Despeje o recheio sobre a massa e polvilhe com as amêndoas moídas reservadas. Asse em forno preaquecido a 200ºC, por 40 minutos, ou até dourar. Deixe esfriar e desenforme. Ponha no centro da torta um molde da cruz da Ordem de Santiago e pulverize a torta com açúcar de confeiteiro. Retire o molde na hora de servir.



GAZPACHO ANDALUZ

GAZPACHO ANDALUZ




Conhece-se como gazpacho na atualidade um tipo de preparação culinária que consiste na elaboração de uma sopa com pães, azeite de oliva, vinagre e hortaliças cruas: geralmente tomate, pepino, pimentão, cebola e alho.

Serve-se fresco em meses ensolarados de verão. Sua cor varia desde o laranja pálido até o vermelho, dependendo do tipo de tomate usado. A origem do gazpacho de hoje é incerta, mas tradicionalmente é considerado um prato do interior da Andaluzia (Espanha), onde o azeite de oliva e os produtos da horta são abundantes e os verões muito secos e quentes. Por esses motivos, é conhecido como gazpacho andaluz.





Alguns autores afirmam, em tom de brincadeira, que o gazpacho “tem raízes, mas não história”. Ele tem sofrido diversas modificações no decorrer da história culinária espanhola, mas na atualidade pertence à comunidade mediterrânea e se expandiu por todo o mundo como um prato espanhol.

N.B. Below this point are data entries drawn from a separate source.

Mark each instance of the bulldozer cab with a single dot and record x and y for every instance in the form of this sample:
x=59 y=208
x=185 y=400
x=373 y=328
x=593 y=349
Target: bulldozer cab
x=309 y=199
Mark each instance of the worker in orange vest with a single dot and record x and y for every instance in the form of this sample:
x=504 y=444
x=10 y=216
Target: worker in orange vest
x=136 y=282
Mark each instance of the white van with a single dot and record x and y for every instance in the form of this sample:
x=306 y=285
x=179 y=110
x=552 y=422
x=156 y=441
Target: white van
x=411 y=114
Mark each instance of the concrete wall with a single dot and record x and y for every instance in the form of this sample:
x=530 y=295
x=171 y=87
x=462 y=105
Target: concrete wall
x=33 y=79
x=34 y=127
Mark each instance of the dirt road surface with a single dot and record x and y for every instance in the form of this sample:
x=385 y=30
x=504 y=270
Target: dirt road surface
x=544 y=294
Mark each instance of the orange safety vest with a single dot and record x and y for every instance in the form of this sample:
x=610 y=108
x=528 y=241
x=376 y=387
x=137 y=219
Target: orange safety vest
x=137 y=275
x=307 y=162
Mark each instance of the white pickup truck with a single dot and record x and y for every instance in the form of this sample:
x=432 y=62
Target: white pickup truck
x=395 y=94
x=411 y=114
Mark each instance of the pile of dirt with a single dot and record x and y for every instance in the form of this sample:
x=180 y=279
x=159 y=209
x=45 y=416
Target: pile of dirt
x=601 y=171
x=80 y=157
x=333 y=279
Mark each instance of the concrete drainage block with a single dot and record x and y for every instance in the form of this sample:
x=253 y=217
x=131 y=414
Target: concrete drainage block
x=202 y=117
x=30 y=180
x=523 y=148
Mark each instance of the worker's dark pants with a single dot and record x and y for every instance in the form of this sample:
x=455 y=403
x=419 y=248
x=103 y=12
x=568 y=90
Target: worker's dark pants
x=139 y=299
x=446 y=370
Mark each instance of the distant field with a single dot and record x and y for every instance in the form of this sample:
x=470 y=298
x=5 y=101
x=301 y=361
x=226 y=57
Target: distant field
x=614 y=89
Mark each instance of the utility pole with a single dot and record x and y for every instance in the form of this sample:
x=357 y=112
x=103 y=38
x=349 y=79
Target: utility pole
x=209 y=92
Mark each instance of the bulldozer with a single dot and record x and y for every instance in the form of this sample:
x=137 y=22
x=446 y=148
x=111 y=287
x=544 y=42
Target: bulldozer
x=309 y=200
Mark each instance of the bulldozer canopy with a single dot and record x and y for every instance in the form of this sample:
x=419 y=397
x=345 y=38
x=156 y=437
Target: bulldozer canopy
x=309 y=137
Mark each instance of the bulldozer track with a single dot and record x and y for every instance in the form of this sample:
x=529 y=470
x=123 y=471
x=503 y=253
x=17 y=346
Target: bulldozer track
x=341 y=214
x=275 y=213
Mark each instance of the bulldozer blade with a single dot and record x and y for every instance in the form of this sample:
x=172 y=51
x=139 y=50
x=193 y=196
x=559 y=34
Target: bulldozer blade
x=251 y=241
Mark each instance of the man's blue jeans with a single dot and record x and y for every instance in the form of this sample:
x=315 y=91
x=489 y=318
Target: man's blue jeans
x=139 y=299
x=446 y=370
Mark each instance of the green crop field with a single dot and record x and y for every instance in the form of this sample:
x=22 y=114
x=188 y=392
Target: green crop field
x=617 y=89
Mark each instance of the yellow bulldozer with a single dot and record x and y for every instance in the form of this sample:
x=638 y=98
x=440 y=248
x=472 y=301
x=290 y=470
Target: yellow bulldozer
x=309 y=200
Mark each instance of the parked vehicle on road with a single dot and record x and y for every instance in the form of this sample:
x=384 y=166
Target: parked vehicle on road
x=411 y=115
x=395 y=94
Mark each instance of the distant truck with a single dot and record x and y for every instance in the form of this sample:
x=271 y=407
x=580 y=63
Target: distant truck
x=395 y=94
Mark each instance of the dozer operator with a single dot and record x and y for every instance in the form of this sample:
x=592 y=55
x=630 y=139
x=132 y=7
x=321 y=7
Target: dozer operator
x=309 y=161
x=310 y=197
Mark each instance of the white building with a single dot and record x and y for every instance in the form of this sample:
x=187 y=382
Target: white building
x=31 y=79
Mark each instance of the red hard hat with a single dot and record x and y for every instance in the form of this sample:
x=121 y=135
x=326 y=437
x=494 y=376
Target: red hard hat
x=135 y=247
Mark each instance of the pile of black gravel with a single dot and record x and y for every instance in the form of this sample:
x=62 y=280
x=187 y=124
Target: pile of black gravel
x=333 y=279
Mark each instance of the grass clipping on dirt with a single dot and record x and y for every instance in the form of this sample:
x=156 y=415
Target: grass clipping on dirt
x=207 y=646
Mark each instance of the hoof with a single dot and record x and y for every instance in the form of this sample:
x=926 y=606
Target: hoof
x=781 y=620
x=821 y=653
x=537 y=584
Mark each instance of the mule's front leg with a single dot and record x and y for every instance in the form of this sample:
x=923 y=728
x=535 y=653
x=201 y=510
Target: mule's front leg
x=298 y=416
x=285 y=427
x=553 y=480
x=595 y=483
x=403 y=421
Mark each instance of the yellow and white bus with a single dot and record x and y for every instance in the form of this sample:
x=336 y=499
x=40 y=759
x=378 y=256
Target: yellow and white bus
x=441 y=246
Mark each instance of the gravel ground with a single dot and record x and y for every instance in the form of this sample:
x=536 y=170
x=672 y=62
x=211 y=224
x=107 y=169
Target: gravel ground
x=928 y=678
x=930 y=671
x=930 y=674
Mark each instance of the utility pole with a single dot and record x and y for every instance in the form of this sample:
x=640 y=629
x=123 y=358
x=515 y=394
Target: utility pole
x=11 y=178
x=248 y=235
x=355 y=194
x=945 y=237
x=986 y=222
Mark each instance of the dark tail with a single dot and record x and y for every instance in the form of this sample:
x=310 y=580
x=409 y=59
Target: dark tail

Pode dizer-se, que é dos pratos principais da dieta mediterrânea. Para estes dias de calor é o tipo de comida ideal, refresca, dá energia. O gazpacho é nutritivo, hidrata e protege a pele, . Tem propriedades antioxidantes, rico em vitamina c, caroteno, bioflavonoides, fibra vegetal, gorduras poli saturadas, ferro, fosforo, cálcio, magnésio, potássio, zinco, sódio.


INGREDIENTES:

2 a 3 fatias de pão campanha ou frnacês
100ml de fundo de aves ( caldo de galinha ou legumes )
500g de tomates concasser
01 pepino grande descascado e sem sementes
01 pimentão verde sem sementes e sem casca
01 dente de alho descascado
01 colher de sopa de vinagre Xerez ou vinagre de vinho
04 colheres de sopa de azeite extra virgem
Sal. QB
Cubos de gelo QB




INGREDIENTES PARA GUARNIÇÃO:

Cubinhos de pão
Tomate concasser
Cubinhos de pimentões verdes ( sem casca )
Cubinhos de cebola

PREPARO:

Parta o pão em pedaços com os dedos e umedeça com fundo de aves gelado, reserve. Coloque todos os ingredientes do gazpacho, inclusive o pão umedecido e o gelo no liquidificador e bata até obter uma mistura homogênea, se for preciso adicione fundo de aves gelado e corrija o sal.




Montagem:

Coloque o gazpacho em tigela bem bonita e sirva gelado com pequenas pedras de gelo e um fio de azeite, acompanhado da guarnição em potes separados.